Results: Reactive oxygen species (ROS) biosynthetic processes was significantly elevated in recurrent GBM. The recurrent risk score based on the ROS biosynthetic process was closely related to tumor purity and tumor immune functions. The quantitative risk assessment system could be used to predict the recurrence time of GBM. Gallic acid, a compound with high anti-oxidation activity and low cytotoxicity, was screened as a potential chemotherapy sensitizer for recurrent GBM.

Conclusion: The quantitative risk assessment system based on ROS biosynthetic process could be used for early warning of GBM recurrence. Combination of low-dose gallic acid and temozolomide could improve therapeutic outcomes in recurrent GBM.

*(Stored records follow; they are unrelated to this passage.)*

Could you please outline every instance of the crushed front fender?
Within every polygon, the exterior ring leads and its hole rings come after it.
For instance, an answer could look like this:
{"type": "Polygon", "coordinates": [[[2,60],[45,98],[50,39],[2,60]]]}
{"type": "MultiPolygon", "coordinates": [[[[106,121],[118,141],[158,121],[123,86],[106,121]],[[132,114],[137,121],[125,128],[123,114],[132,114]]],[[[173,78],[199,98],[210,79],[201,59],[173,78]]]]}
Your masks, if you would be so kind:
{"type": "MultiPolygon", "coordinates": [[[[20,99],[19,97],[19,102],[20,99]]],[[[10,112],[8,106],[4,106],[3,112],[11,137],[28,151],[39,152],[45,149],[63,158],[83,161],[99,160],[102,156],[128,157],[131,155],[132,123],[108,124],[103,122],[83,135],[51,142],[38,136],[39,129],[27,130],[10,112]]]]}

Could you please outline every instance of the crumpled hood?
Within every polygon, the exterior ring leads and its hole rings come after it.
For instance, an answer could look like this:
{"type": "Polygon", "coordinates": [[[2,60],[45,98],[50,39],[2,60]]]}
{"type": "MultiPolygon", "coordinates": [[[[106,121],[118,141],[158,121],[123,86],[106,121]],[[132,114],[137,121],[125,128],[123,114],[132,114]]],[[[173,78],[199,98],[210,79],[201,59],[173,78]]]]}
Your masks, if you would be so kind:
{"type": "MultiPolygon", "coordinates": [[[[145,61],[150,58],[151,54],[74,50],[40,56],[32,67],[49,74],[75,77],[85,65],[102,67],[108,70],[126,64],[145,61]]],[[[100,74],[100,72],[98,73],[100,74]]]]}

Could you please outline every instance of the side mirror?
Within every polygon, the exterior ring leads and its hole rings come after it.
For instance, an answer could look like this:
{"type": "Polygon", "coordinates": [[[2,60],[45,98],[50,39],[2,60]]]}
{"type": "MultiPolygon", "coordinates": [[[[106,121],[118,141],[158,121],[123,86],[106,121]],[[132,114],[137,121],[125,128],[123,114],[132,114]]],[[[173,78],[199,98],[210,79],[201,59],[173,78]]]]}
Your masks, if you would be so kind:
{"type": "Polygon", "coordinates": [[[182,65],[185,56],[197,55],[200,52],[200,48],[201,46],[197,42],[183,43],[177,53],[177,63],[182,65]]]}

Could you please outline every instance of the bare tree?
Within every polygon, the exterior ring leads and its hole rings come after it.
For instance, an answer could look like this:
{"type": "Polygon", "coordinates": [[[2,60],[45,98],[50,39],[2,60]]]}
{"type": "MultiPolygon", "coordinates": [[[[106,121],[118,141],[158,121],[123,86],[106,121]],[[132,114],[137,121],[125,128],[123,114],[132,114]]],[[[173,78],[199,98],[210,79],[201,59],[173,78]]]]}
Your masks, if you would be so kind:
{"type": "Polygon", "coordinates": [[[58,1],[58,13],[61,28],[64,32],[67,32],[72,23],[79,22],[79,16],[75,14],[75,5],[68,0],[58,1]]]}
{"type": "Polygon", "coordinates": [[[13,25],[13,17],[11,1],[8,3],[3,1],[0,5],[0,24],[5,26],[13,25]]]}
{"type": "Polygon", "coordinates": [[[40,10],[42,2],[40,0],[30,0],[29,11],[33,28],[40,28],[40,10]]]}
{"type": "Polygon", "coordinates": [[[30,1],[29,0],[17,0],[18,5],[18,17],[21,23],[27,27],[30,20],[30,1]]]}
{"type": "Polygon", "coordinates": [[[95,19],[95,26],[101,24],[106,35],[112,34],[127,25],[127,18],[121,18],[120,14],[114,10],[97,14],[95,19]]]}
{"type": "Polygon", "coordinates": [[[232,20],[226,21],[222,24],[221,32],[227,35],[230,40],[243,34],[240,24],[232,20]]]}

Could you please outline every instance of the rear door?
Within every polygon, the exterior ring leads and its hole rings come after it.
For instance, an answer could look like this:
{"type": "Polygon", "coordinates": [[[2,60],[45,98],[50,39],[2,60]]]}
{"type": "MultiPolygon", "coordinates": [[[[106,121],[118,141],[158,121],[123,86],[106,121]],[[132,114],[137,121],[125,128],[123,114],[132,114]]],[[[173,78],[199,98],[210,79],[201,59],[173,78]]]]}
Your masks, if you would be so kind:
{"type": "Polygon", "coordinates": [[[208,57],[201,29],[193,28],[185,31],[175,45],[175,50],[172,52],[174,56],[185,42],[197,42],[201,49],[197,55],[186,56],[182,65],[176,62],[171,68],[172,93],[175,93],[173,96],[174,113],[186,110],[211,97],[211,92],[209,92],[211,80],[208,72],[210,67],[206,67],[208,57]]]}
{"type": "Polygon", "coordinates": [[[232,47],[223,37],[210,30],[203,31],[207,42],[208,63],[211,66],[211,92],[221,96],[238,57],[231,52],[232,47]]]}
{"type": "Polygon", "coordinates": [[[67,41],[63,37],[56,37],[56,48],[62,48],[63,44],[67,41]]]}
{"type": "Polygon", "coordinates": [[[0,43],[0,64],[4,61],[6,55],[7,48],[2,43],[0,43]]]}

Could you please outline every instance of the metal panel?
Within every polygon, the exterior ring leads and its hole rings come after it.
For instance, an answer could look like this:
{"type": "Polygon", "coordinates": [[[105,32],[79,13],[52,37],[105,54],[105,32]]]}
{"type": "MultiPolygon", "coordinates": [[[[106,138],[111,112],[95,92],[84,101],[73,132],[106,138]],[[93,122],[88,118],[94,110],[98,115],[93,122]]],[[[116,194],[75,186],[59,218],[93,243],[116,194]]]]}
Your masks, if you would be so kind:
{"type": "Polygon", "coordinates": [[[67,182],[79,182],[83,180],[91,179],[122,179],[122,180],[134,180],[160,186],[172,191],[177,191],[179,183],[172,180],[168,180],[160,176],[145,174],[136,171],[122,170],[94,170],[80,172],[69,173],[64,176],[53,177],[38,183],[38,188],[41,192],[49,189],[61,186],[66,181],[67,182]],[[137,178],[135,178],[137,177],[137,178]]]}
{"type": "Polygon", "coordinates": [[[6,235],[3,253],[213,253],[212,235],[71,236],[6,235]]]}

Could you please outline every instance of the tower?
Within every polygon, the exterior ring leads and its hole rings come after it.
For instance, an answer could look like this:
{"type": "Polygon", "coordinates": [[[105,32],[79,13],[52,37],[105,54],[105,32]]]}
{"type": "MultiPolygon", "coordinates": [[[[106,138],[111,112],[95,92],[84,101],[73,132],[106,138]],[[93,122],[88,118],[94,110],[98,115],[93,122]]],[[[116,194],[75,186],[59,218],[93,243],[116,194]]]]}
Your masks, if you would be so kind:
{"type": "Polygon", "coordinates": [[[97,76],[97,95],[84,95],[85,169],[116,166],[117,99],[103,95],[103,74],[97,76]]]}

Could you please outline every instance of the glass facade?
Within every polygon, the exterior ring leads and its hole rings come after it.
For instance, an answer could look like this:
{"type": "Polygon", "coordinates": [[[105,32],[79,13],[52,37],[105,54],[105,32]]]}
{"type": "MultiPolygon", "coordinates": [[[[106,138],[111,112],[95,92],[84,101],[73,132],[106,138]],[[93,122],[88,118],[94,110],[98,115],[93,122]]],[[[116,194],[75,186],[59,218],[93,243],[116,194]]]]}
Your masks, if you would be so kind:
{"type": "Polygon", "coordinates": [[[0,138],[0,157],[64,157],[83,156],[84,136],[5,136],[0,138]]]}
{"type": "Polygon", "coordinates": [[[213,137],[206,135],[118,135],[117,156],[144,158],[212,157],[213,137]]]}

Methods: A total of 663 primary and recurrent GBM samples with clinical and microarray data were included in this study. GSVA, LASSO-COX, and Kaplan-Meier survive curve were performed to construct and verify a quantitative risk assessment system for GBM recurrence prediction. An antioxidant capacity test and cell viability test were used to discover potential drugs for recurrent GBM.


GBM: Glioblastoma; ROS: Reactive oxygen species; TMZ: Temozolomide; QRA: the quantitative risk assessment; GSVA: Gene set variation analysis; MGMT: O6-Methylguanine-DNA methyltransferase; KPS: Karnofsky performance score.